Sold To You, SUCKA!

Kudos to Ben Bernanke and Tim Geithner for orchestrating one of the great public relations rallies of all time – certainly the best spin-job I can remember. Why do I say “spin job?” Well, it seemed obvious to me that during the entire rally off the March lows, the economic news wasn’t getting better, yet somehow America was force fed the term “green shoots” and latched onto it as a sprig of hope for the economy. Never mind that it’s not even really up for debate that the economy continues to get worse, the Green Shoots Brigade managed to get people to gorge themselves on the concept of the second derivative – the slowing proliferation of “badness.” Of course, when you fall off of a cliff, your rate of decent slows at some point – when you hit the ground – unfortunately, you’re still lying on the ground with a body full of broken bones – you don’t get up and start running again.
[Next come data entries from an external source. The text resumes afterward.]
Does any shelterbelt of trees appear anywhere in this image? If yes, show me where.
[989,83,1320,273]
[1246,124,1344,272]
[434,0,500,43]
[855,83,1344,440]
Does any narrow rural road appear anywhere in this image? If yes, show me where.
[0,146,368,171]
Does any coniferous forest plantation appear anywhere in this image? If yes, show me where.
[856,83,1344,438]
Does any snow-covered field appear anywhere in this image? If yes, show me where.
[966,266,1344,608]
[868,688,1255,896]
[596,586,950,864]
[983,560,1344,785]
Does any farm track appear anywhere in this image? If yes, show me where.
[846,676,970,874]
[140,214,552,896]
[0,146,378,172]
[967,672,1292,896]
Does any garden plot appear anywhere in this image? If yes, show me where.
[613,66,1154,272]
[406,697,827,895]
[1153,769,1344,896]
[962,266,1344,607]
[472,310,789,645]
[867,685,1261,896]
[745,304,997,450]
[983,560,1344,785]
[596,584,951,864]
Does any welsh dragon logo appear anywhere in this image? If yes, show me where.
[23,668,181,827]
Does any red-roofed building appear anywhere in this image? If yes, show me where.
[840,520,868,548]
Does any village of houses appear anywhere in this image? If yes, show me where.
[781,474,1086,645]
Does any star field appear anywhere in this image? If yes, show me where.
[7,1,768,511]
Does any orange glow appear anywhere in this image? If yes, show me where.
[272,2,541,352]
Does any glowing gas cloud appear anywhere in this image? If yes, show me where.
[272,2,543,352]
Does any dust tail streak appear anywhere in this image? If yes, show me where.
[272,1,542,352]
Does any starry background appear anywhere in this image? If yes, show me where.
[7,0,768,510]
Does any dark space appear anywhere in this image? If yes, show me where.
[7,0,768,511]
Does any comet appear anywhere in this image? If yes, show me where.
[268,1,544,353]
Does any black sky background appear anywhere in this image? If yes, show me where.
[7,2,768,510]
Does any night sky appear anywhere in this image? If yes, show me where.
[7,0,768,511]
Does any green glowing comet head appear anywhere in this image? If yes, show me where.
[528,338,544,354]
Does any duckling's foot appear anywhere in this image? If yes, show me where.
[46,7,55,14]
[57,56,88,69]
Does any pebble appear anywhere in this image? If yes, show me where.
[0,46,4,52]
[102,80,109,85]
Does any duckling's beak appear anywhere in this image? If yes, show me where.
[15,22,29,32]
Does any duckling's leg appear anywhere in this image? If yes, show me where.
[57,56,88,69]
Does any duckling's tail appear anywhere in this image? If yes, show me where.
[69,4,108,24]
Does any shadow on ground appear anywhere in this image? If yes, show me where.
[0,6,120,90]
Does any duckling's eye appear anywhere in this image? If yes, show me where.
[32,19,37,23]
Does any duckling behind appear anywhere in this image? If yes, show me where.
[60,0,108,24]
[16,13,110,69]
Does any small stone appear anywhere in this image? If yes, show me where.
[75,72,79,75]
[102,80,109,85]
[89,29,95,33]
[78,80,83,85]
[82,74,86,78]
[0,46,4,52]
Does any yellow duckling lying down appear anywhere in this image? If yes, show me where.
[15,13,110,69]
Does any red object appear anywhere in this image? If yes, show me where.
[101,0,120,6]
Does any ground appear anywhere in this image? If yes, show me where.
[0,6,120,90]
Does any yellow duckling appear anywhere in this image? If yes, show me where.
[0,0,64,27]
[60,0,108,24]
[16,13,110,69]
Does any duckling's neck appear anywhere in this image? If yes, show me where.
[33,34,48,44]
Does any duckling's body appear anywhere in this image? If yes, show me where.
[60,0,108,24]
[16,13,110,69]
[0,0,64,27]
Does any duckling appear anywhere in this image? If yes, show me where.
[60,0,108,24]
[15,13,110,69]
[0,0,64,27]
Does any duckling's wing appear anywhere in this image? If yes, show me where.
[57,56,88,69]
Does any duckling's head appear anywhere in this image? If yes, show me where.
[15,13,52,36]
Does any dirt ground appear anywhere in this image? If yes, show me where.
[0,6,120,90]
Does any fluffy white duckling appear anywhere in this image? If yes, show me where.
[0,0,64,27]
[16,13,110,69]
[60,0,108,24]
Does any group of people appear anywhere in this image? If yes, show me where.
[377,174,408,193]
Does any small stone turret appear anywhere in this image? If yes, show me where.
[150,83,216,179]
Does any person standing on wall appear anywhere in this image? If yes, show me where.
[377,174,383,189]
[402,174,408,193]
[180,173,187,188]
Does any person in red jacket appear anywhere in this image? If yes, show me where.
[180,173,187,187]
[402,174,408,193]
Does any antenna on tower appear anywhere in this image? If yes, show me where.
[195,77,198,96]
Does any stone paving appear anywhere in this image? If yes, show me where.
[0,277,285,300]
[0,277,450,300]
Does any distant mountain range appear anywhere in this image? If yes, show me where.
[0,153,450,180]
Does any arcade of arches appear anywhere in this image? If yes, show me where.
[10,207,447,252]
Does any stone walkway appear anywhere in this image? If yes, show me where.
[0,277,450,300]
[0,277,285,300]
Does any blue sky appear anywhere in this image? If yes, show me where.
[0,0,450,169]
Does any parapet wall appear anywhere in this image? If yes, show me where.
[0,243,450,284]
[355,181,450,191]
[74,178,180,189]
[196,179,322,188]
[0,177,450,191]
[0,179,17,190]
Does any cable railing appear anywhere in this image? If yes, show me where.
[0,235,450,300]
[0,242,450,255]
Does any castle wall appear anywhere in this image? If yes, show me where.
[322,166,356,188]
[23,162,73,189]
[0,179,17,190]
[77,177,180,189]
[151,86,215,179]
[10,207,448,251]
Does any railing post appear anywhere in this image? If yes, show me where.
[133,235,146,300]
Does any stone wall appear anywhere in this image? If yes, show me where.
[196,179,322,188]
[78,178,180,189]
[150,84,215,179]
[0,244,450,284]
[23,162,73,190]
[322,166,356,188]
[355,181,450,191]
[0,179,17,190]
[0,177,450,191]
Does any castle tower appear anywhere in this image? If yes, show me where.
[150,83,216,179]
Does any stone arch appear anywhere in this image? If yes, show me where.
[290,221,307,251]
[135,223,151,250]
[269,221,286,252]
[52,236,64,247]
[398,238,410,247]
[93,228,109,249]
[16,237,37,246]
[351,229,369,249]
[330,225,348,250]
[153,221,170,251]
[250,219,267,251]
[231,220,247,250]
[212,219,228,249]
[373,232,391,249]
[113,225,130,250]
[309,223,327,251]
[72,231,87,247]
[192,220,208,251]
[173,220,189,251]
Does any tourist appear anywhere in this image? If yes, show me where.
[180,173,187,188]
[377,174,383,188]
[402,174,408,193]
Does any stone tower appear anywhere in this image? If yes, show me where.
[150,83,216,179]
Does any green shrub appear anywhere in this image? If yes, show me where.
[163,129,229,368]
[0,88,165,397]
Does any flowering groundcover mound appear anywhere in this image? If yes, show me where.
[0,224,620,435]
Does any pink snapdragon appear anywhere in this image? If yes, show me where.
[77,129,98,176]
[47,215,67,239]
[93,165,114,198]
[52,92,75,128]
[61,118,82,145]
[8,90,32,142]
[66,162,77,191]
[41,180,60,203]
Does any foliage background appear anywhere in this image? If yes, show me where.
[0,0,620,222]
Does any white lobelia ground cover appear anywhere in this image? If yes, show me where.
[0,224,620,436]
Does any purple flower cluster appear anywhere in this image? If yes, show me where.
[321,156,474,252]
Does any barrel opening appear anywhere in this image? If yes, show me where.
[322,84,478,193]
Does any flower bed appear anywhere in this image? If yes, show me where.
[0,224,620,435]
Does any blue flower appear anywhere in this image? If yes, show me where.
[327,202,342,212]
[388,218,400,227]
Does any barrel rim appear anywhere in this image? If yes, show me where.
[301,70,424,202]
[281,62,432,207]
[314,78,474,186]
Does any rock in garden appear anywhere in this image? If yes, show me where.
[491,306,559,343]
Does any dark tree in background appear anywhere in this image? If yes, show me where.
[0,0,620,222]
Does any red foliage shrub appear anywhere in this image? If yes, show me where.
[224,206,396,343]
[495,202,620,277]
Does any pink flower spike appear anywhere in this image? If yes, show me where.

The public was then somehow convinced that “less badness” is the same as “more goodness” and the fear of missing a rally resulted in people drinking the KoolAid and buying stocks with both hands. After the Administration managed to quite skillfully (and I actually mean this – no sarcasm!) leak out the “Stress Test” results over a period of a few weeks, determining that banks needed tens of billions of dollars in capital, the banks in question managed to raise the funds via secondary offerings, while at the same time seeing their stock prices rally. A truly masterful controlled release of bad news which was somehow spun into good news.

Bernanke and Geithner managed to massage market sentiment to a point where it seemed nothing could harm the market. So back to the spin-job: after the bank stocks were talked up 100% off their lows (oh – I forgot that during this rally they released Q1 earnings which were pumped up by freebie PnL generated by sloppy AIG unwinds, and, in Goldman Sachs’ case, by simply erasing the month of December in which they lost money), the banks sold tens of billions of dollars of new stock to eager investors.

Then Bernanke released the hounds today, noting quietly that the Fed had downgraded its economic forecasts. But wait – how can the Fed be downgrading it’s forecasts if we’re being bombarded with “green shoots?” It comes down to a very simple recipe for a stew I like to call “plug your customer.”

1) Take the truth and bury it for a while
2) Tell your customer (in this case, private capital) that things are looking great, and that everything will be fine. In the words of Dealbreaker, “Nothing is fucked.” Serve the KoolAid
3) Once everyone has drunk the KoolAid, have the banks that need capital sell ample amounts of new stock to the eager and happy public, who are now drunk on Kool Aid and high from smoking green shoots
4) When the capital raising is over, release your new economic forecasts, aka, THE TRUTH:

Which brings us to the new forecast, released today, now that the capital raising is done:

  • GDP to decline 1.3-2% in 2009 vs. prior guidance for a decline of 0.5-1.3% given in Jan
  • GDP growth 2-3% in 2010 vs. prior guidance of 2.5-3.3%
  • 2009 unemployment rate 9.2-9.6% vs. prior guidance of 8.5-8.8%
  • 2010 unemployment rate 9.0-9.5% vs. prior 8.0-8.3%
  • PCE inflation 2009 0.6-0.9% vs. prior 0.3-1.0%
  • PCE inflation 2010 1.0-1.6% vs. prior 1.0-1.5%
In case those numbers aren’t clear to you – the Fed’s new BEST CASE 2009 GDP forecast is equal to their prior WORST CASE forecast. The Fed’s new BEST CASE scenarios for 2009 and 2010 unemployment are both worse than their prior WORST CASE scenarios (don’t even worry about the fact that the 2009 unemployment forecast is already worse than the “really bad” case scenario in the successfully completed “Stress tests.“)

So much for green shoots – I guess now that the Fed has attracted the private capital it desired for the market, it decided there was no more need to perpetuate the lie. SOLD TO YOU, SUCKA! Enjoy those 1.25 BILLION new shares of BankAmerica! Have fun with those 300+ million shiny new shares of Wells Fargo! Green shoots!! Wait – I think that should be meeker, with a question mark, instead of an exclamation point: like Green shoots? Anyone? Anyone? Beuller?

-KD

full disclosure: short SPY

p.s. – I’ve already made my lack of faith in Fed forecasts clear, but they need to at least be consistent don’t they?